Chapter 5: Evaluations

Evaluation Design

Good evaluation design means managing the tools the AI has access to during testing, finding ways to run many assessments, making sure results integrate with audits and lead to real safety changes within a company.

8 min
Written by Markov Grey, Charbel-Raphaël Segerie

Now that we've explored various evaluation techniques and methodologies, and also some concrete evaluations in different categories of capability, propensity and control. The next thing to understand is how to implement these effectively at scale. The objective of this section is to outline some best practices for building a robust evaluation infrastructure - from designing evaluation protocols and quality assurance processes, to scaling automation and integrating with the broader AI Safety ecosystem. We'll see how components like evaluation design, model-written evaluations, and meta-evaluation methods work together to make AIs safer.

Evaluation design inspiration from cognitive science Optional 1 min read

Affordances #

Affordances are resources and opportunities we give the AI system. They include things like access to the internet, ability to run code, available context length, or specialized tools like calculators (Sharkey et al., 2024). Just like how a calculator makes certain math problems trivial while others remain hard, different affordances can dramatically change what an AI system can accomplish during evaluation.

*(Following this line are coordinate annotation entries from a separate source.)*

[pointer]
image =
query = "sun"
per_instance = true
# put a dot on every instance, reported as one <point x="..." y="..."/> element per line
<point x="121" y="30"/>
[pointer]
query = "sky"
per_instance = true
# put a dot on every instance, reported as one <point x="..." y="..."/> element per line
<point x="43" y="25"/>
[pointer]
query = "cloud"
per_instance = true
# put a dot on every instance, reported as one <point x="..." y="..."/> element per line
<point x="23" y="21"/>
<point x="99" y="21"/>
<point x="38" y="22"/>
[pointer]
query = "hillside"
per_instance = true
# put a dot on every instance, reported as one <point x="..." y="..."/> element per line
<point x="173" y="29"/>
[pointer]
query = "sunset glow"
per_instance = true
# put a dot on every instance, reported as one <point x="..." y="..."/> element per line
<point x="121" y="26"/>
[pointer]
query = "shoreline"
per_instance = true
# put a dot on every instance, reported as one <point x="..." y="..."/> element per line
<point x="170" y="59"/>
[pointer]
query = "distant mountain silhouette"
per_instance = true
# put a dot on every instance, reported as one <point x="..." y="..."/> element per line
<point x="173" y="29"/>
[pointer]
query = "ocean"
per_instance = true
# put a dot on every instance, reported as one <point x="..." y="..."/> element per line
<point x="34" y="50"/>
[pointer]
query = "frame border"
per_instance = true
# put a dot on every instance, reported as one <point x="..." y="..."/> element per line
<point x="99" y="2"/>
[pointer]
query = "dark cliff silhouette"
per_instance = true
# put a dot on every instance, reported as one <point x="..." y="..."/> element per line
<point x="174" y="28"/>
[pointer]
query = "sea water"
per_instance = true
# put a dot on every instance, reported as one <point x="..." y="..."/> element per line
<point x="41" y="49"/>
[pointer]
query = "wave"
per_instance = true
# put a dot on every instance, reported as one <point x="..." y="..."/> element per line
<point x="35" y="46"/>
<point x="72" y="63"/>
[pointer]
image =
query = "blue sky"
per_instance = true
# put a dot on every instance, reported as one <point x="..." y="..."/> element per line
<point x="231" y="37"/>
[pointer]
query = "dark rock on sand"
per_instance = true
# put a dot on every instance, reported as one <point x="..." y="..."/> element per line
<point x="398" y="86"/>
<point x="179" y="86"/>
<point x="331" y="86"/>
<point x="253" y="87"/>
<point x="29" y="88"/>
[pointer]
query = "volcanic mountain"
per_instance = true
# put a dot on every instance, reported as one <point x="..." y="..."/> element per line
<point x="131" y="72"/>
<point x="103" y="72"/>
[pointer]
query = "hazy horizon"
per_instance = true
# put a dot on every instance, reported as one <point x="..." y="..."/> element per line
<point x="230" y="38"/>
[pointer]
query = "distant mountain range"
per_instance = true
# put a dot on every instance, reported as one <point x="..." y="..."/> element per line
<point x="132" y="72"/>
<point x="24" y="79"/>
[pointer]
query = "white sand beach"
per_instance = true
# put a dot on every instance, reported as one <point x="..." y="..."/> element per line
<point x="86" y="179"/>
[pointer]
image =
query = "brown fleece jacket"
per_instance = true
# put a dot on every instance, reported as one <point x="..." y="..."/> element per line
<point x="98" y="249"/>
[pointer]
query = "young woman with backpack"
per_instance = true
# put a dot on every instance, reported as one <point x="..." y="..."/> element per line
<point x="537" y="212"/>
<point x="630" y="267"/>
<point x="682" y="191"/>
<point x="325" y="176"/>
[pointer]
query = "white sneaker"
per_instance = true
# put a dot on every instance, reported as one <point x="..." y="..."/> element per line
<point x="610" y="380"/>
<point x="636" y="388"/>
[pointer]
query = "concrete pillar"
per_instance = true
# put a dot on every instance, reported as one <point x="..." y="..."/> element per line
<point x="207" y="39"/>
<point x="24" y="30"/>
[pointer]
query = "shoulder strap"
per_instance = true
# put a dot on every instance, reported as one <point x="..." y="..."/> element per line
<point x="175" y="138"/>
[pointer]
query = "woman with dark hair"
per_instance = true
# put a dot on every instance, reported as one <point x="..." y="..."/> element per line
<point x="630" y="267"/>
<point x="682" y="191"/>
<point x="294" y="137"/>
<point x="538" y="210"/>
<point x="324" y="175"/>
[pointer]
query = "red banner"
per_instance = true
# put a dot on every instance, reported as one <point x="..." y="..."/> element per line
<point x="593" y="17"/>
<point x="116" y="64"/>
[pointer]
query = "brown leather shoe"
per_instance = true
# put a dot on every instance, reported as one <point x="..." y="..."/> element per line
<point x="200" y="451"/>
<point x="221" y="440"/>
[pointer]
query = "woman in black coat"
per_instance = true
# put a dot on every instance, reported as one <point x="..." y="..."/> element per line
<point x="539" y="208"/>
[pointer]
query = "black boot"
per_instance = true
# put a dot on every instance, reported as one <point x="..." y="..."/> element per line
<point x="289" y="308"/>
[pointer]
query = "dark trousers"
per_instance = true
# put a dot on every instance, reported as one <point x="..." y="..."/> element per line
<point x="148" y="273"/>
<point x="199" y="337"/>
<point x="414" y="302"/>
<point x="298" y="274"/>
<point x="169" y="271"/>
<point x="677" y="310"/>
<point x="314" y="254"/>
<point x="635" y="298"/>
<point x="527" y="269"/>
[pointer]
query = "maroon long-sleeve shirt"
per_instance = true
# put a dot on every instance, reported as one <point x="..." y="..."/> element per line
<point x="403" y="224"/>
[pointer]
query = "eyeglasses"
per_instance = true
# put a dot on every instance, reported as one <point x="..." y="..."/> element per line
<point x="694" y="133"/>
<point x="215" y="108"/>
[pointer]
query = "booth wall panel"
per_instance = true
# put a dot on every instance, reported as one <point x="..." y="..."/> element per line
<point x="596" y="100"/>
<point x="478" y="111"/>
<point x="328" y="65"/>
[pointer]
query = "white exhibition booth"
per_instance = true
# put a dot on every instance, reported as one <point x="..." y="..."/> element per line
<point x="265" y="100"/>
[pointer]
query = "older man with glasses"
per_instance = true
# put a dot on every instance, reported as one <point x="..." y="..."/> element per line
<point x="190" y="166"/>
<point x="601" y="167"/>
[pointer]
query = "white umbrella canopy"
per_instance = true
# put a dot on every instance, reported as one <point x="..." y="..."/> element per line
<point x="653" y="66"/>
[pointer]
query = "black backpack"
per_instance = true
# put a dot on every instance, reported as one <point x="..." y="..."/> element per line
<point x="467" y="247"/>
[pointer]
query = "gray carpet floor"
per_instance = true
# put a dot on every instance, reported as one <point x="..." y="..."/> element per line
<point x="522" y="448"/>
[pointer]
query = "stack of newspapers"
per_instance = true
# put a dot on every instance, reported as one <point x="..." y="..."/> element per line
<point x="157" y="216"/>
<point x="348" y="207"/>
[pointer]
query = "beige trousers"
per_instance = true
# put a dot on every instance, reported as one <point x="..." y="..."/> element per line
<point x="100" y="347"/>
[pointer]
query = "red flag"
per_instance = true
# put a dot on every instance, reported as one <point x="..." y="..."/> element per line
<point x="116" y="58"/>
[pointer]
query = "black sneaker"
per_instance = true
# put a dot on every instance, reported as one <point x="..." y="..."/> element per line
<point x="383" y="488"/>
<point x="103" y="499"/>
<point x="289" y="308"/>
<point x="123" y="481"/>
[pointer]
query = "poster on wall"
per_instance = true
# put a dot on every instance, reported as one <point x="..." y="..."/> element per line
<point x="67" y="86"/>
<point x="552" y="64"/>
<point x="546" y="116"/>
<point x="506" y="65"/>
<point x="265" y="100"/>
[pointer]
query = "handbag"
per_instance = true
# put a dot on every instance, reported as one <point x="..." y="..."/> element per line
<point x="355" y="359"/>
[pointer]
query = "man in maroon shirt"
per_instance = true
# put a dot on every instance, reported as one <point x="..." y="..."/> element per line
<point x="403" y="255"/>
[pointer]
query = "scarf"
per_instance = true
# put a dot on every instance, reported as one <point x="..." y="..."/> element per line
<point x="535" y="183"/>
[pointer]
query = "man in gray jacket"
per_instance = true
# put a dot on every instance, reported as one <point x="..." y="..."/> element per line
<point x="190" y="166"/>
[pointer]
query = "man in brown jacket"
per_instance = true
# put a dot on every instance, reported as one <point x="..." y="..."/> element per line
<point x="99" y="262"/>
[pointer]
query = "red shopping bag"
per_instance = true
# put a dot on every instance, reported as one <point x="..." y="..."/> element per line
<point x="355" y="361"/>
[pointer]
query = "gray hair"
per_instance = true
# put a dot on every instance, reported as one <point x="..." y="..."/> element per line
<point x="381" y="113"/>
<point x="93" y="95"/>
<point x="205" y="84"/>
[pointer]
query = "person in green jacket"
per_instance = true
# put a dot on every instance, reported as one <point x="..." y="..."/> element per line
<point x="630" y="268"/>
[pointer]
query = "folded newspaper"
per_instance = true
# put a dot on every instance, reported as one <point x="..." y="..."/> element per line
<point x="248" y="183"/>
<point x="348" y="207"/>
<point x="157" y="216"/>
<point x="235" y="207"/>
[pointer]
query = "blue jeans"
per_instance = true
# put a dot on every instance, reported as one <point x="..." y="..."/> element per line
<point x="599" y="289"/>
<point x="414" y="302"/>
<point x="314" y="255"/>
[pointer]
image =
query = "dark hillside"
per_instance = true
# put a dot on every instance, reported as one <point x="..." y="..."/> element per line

Different evaluation conditions modify the affordances available to the model during testing. This means that even when measuring the same property, we can increase or decrease the amount of affordance a system has, and this tells us different things about a model's capabilities:

Figure 5.54 - The relationship between an AI system's capabilities, propensities, affordances, and behaviors. (Sharkey et al., 2024)

Understanding the relationship between affordances and capabilities helps us design more comprehensive evaluation protocols. For instance, when evaluating a model's coding capabilities, testing under minimal affordances might reveal concerning behaviors that are masked when the model has access to better tools. Maybe the model suggests unsafe coding practices when it can't verify its solutions through execution. Similarly, testing under maximal affordances might reveal emergent capabilities that aren't visible in more restricted environments - like how GPT-4's ability to play Minecraft only became apparent when given appropriate scaffolding and tools (Wang et al., 2023).

Quality assurance in evaluation design. Given how significantly affordances affect model behavior, we need systematic approaches to ensure our evaluations remain reliable and meaningful. This means carefully documenting what affordances were available during testing, verifying that affordance restrictions are properly enforced, and validating that our results are reproducible under similar conditions. For instance, when the U.S. and UK AI Safety Institutes evaluated Claude 3.5 Sonnet, they explicitly noted that their findings were preliminary due to testing under limited affordances and time constraints (US & UK AISI, 2024).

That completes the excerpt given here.